A spokesman for Harry said he was disappointed but fully understood the decision not to send him and remained committed to the army, but the U-turn provoked a backlash from parents whose sons have been killed in combat in Iraq.

Reg Keys, who lost his son Tom there, said "It would appear that Harry's life is more valuable than my son's or the other nearly 150 service personnel who have given their lives there."

"If it is too dangerous for Harry, it is too dangerous for the rest of the troops out there," said Rose Gentle, whose 19-year-old son Gordon died in the conflict.

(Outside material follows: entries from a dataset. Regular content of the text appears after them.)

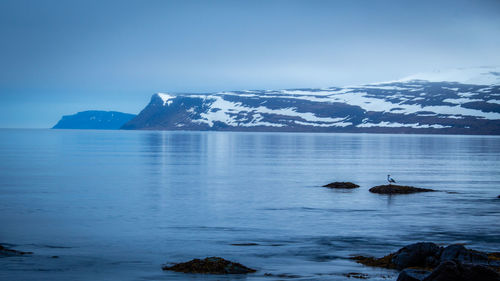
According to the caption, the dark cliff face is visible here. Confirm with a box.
[52,110,136,130]
[122,80,500,135]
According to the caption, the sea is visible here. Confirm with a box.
[0,129,500,280]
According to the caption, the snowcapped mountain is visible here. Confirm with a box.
[122,68,500,134]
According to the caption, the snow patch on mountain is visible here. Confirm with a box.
[156,93,175,106]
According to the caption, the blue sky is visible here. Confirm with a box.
[0,0,500,128]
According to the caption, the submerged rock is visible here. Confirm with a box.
[342,272,369,279]
[323,181,359,188]
[397,268,431,281]
[392,242,441,270]
[441,244,488,265]
[0,245,33,257]
[162,257,256,274]
[422,261,500,281]
[352,242,500,281]
[351,254,396,269]
[369,184,435,194]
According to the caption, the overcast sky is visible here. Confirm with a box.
[0,0,500,128]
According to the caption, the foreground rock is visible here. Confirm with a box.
[323,181,359,189]
[370,184,435,194]
[397,268,431,281]
[0,245,33,257]
[162,257,256,274]
[352,242,500,281]
[424,261,500,281]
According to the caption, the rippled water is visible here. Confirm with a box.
[0,130,500,280]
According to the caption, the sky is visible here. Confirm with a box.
[0,0,500,128]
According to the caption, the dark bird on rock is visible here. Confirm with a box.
[387,175,396,184]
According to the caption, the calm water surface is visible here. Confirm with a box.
[0,130,500,280]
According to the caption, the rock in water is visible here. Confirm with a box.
[441,244,488,265]
[162,257,256,274]
[370,184,435,194]
[392,242,441,270]
[397,268,431,281]
[323,181,359,188]
[423,261,500,281]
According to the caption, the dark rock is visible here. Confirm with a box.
[323,181,359,188]
[343,272,368,279]
[231,243,259,246]
[391,242,441,270]
[351,254,396,269]
[0,245,33,257]
[397,268,431,281]
[370,184,435,194]
[264,273,302,279]
[162,257,256,274]
[441,244,488,265]
[52,110,136,130]
[423,261,500,281]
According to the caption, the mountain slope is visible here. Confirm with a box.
[122,69,500,134]
[52,110,136,130]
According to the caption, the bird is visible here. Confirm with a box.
[387,175,396,184]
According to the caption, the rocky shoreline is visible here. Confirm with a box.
[351,242,500,281]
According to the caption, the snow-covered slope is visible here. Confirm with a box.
[123,69,500,134]
[400,67,500,85]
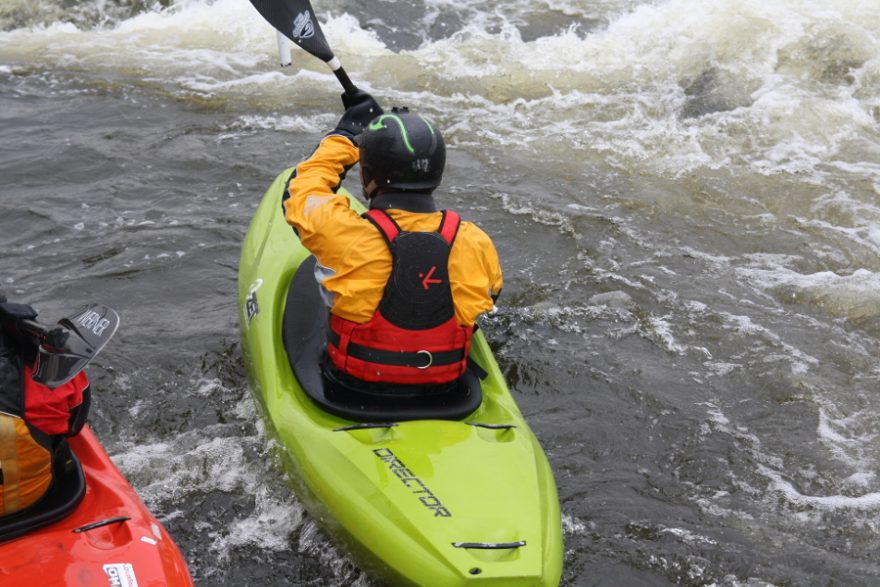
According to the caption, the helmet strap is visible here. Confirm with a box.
[370,191,437,212]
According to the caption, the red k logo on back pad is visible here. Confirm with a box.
[419,265,443,290]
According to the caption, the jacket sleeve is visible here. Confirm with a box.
[284,134,367,268]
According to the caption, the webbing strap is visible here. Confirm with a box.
[328,330,464,369]
[363,208,461,246]
[0,414,21,514]
[437,210,461,247]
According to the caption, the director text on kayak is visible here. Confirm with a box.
[283,91,502,395]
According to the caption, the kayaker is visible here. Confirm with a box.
[0,294,91,518]
[283,91,502,392]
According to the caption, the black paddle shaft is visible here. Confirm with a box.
[251,0,357,94]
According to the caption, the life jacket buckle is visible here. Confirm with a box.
[416,350,434,369]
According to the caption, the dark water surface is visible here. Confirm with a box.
[0,0,880,587]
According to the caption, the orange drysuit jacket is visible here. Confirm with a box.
[284,135,502,326]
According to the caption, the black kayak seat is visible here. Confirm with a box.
[0,443,86,542]
[282,256,483,422]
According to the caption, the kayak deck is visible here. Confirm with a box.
[0,426,193,587]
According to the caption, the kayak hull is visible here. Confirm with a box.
[0,426,193,587]
[239,170,562,587]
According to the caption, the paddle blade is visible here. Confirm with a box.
[33,304,119,389]
[251,0,333,62]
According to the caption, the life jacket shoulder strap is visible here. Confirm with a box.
[363,209,400,246]
[363,209,461,247]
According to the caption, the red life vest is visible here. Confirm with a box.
[327,210,474,385]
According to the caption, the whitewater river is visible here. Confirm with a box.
[0,0,880,587]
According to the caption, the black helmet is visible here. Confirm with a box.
[358,108,446,198]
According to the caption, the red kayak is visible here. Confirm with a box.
[0,426,193,587]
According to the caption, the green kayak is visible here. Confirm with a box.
[238,170,562,587]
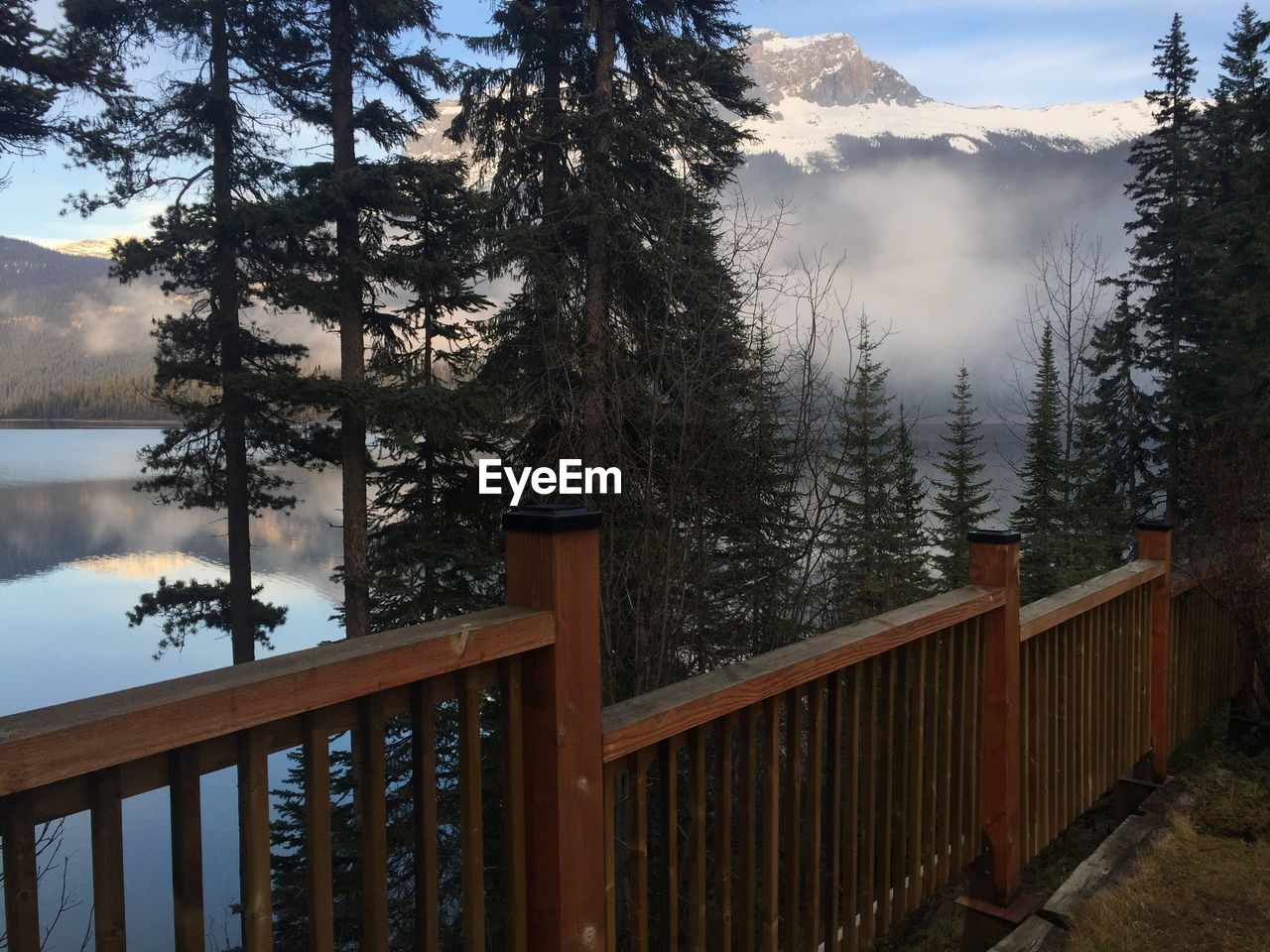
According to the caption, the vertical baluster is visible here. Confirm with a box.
[740,704,758,952]
[899,639,930,908]
[237,727,273,952]
[458,667,485,952]
[803,678,825,952]
[626,748,653,952]
[715,715,736,952]
[604,763,617,952]
[410,681,442,952]
[762,698,781,952]
[302,715,335,952]
[782,688,803,949]
[0,793,41,952]
[821,671,843,952]
[89,768,127,952]
[874,652,899,935]
[689,727,708,952]
[353,695,388,952]
[168,748,203,952]
[662,736,682,952]
[852,656,883,948]
[842,662,872,952]
[500,654,525,952]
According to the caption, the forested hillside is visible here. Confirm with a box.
[0,237,164,420]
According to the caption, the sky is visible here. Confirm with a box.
[0,0,1249,242]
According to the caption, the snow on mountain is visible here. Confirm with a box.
[407,29,1152,168]
[745,96,1152,165]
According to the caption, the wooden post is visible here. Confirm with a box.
[958,530,1040,952]
[503,505,607,952]
[1138,522,1174,783]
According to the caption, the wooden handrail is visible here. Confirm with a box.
[1019,558,1165,641]
[0,607,555,796]
[603,585,1004,763]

Harry had been due to be deployed in Basra, in southern Iraq, with his Blues and Royals regiment in the coming weeks as part of the latest British troop rotation.

He had been determined to serve alongside his troops, saying "There's no way I'm going to put myself through Sandhurst (military academy) and then sit on my arse back home while my boys are out fighting for their country."

Britain's Ministry of Defense said specific threats made by insurgent groups against Harry, including listing him as a kidnap target, had made any deployment far too risky.

"I've decided the risk to Prince Harry is too great," Richard Dannatt, the head of the British army, told reporters.

"I've also decided that the risk he brings to his troop and his squadron ... is also too great."

Paul Rogers, Professor of Peace Studies at the University of Bradford, told Reuters: "What this does show is that the state of affairs in southeast Iraq is pretty dire."

April was the most dangerous month for British forces in Iraq since the war in 2003 -- 12 soldiers were killed.

"The politicians have set the military an impossible task. The British have become targets of opportunity. It is completely unsafe to have people like Harry going in there," Rogers said.

Defense analyst Tim Ripley feared Harry would always be a victim of his own status.

"How can his deployment anywhere have any kind of anonymity. How can he shake off his celebrity status and merge into the rest of the army," he asked.

"He is in a Catch-22 situation unless his lifestyle becomes more low profile," Ripley told Reuters.

"Harry is maybe the only soldier in the British army who wants to go to Iraq. It is Kafkaesque and a bizarre set of affairs."